I´m on the fence. I don´t think you should be required to make his sandwiches at all and if it is going to become your daily chore, then that is not okay. But if you feel he needs some extra support at the moment and having sandwiches made would help him over the current hump, then to me, that is part of being in a relationship. I think in the latter case, I would say I´ll do it for a couple of weeks. Give a time limit so it doesn´t end up as your job. For one thing, if he is eating better, he may be less lethargic.

DirtyChaiLatte · 04/05/2017 19:04

These are the attitudes (from the YABU posters) that makes men think that their wives will pick up the slack for all household and childcare duties! Because so many women allow it!!

YANBU

HaveAWeeNap · 04/05/2017 19:05

Make him a fucking butty.
YABU

DorotheaHomeAlone · 04/05/2017 19:05

He works. She does not work

She works kitten. She looks after the kids. This thread is fucking ridiculous. She should make his sandwiches while he sits on the sofa? If she loved him she would? Ffs. Angry

Slightlyperturbedowlagain · 04/05/2017 19:07

Ooh tricky one. DH makes mine with everyone else's pack lunch as part of 'his' share of household tasks, I do baths/bedtime at the same time. However we both work so split tasks evenly.
My BIL is a SAHD and doesn't do much in the house at all.
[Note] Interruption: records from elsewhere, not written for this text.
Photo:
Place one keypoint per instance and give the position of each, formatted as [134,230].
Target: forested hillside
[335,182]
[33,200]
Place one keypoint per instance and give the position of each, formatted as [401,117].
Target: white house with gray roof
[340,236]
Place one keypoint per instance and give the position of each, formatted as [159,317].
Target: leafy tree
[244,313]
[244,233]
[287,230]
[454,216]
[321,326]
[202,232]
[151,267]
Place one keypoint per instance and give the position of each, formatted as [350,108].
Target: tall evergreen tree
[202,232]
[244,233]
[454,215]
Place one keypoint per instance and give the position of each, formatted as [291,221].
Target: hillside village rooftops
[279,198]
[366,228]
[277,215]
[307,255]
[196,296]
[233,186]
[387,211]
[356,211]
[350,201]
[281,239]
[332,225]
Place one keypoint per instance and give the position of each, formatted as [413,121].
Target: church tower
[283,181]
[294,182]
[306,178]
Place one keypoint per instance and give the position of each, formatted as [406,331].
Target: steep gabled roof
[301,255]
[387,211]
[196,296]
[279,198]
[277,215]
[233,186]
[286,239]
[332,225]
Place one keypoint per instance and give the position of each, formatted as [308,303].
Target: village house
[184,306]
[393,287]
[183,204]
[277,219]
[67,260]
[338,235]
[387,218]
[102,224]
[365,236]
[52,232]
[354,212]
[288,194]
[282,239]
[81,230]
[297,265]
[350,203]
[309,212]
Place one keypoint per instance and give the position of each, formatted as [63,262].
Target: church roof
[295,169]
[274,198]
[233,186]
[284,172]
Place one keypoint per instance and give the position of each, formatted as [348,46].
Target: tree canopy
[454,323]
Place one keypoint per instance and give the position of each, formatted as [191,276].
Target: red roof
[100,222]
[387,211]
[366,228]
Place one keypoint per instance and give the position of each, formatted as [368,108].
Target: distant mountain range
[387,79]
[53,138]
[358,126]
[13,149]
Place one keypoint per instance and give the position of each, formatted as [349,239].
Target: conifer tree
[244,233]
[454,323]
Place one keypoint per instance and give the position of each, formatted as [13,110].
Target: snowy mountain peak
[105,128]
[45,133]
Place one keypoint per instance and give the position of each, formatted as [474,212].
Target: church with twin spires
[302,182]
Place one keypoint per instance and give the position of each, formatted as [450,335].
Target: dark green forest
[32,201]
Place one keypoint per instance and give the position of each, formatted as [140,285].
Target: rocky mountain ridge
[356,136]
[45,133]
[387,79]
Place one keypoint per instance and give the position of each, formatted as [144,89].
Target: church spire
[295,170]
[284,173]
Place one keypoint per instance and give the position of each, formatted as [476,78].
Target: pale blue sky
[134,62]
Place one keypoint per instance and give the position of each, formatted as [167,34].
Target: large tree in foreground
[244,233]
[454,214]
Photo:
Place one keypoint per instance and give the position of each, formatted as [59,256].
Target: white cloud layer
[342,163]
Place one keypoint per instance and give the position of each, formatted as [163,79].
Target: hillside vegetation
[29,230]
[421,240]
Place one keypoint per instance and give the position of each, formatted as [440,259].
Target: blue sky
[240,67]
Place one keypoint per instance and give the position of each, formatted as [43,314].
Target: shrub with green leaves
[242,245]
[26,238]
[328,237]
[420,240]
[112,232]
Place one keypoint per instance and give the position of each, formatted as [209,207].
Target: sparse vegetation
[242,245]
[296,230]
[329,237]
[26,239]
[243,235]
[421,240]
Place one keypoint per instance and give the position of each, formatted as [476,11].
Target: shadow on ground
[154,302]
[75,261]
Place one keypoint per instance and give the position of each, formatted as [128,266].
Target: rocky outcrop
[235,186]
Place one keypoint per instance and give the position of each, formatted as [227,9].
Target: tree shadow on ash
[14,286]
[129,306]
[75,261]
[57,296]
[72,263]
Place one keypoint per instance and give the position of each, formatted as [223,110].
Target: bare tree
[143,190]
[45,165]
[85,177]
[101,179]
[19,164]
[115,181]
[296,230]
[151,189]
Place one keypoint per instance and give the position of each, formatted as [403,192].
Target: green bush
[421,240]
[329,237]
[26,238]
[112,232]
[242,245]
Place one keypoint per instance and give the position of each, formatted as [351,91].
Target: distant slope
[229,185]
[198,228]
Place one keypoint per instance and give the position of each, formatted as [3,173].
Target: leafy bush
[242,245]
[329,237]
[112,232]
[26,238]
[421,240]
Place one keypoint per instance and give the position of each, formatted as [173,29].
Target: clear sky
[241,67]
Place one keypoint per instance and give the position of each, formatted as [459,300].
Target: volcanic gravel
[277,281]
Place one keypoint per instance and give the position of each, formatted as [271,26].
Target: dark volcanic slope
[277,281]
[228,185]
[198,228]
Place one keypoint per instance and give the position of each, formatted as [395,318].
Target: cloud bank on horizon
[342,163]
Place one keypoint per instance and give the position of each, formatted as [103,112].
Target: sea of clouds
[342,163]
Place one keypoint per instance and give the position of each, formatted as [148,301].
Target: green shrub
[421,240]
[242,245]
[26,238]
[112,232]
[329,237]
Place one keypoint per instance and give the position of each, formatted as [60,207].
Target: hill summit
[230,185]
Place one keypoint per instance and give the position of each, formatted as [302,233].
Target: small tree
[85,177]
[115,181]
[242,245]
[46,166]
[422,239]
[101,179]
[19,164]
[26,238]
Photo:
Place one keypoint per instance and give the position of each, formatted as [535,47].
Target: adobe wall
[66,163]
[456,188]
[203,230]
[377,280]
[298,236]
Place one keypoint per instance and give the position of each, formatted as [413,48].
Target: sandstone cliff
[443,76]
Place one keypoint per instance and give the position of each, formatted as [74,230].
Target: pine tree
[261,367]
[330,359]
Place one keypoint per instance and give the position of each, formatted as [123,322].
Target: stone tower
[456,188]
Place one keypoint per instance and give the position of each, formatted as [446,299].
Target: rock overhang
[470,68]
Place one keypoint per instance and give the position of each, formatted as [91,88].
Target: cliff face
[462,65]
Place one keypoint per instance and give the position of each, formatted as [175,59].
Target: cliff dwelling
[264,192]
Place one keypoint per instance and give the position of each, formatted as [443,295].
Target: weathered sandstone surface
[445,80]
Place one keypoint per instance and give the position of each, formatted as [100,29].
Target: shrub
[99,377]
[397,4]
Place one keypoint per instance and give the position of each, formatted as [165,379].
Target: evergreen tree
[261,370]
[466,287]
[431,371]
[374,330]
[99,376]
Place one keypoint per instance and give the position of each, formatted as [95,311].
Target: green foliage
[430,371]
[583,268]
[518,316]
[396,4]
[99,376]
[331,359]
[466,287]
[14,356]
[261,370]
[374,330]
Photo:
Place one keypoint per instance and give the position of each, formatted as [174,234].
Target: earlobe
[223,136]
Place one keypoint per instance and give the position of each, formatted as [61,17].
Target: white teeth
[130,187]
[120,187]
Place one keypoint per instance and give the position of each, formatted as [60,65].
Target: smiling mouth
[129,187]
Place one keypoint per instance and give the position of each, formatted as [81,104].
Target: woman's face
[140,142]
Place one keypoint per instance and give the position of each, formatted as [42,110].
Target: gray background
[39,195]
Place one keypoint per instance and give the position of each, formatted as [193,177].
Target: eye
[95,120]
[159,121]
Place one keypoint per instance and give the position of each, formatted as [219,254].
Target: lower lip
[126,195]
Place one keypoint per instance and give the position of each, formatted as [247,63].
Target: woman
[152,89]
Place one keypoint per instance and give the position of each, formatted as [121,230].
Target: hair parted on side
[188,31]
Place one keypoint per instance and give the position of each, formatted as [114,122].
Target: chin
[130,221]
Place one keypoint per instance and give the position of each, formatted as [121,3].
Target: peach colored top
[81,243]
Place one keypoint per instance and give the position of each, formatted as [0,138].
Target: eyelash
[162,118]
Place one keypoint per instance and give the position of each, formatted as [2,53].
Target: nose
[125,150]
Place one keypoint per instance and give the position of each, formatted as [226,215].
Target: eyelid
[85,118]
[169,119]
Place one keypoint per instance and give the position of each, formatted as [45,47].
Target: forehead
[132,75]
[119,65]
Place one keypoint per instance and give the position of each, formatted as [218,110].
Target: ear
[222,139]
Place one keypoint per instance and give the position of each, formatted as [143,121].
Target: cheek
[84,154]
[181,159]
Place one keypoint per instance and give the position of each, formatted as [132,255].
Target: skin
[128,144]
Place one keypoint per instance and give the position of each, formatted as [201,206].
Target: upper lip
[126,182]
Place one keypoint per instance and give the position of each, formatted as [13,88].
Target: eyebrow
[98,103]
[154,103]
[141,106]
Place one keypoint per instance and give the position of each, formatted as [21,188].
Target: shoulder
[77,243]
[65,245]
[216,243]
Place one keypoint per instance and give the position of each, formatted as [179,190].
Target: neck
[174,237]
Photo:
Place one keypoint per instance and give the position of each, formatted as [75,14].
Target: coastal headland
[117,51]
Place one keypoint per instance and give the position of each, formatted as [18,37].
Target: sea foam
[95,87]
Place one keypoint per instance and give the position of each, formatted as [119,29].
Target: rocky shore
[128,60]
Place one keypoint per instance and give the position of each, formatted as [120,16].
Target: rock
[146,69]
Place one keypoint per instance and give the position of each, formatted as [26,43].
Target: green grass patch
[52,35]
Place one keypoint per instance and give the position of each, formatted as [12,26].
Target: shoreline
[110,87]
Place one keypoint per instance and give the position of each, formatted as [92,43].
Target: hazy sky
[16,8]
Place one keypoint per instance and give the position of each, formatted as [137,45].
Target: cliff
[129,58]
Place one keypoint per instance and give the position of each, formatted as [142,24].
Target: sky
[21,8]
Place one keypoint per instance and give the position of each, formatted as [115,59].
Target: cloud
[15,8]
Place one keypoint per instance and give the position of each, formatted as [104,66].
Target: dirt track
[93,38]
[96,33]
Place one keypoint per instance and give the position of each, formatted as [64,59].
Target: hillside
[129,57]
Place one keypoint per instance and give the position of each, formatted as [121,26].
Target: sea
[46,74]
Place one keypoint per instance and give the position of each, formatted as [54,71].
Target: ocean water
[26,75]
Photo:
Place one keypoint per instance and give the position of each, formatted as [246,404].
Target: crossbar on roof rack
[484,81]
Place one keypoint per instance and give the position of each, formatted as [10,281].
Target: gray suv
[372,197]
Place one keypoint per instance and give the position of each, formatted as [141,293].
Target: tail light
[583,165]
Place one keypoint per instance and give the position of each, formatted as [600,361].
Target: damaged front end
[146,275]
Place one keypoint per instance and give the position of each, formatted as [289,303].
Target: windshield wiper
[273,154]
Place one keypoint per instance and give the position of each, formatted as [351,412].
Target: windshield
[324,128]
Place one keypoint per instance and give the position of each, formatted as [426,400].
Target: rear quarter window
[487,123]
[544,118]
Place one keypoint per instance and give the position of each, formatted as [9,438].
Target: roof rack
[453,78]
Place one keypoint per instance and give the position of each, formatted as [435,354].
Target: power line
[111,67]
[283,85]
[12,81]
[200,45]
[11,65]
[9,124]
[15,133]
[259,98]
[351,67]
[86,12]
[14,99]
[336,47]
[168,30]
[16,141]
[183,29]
I think he should as my DSIS works long hours and gets far less downtime than him- she basically does everything for the kids when she is not at work plus a larger chunk of the household tasks as well. I think he's a lazy arse and she's a mug.
So in conclusion it depends on what balance you have between you with downtime really. Smile

JustAKitten · 04/05/2017 19:08

DorotheaHomeAlone but food comes under the domestic sphere.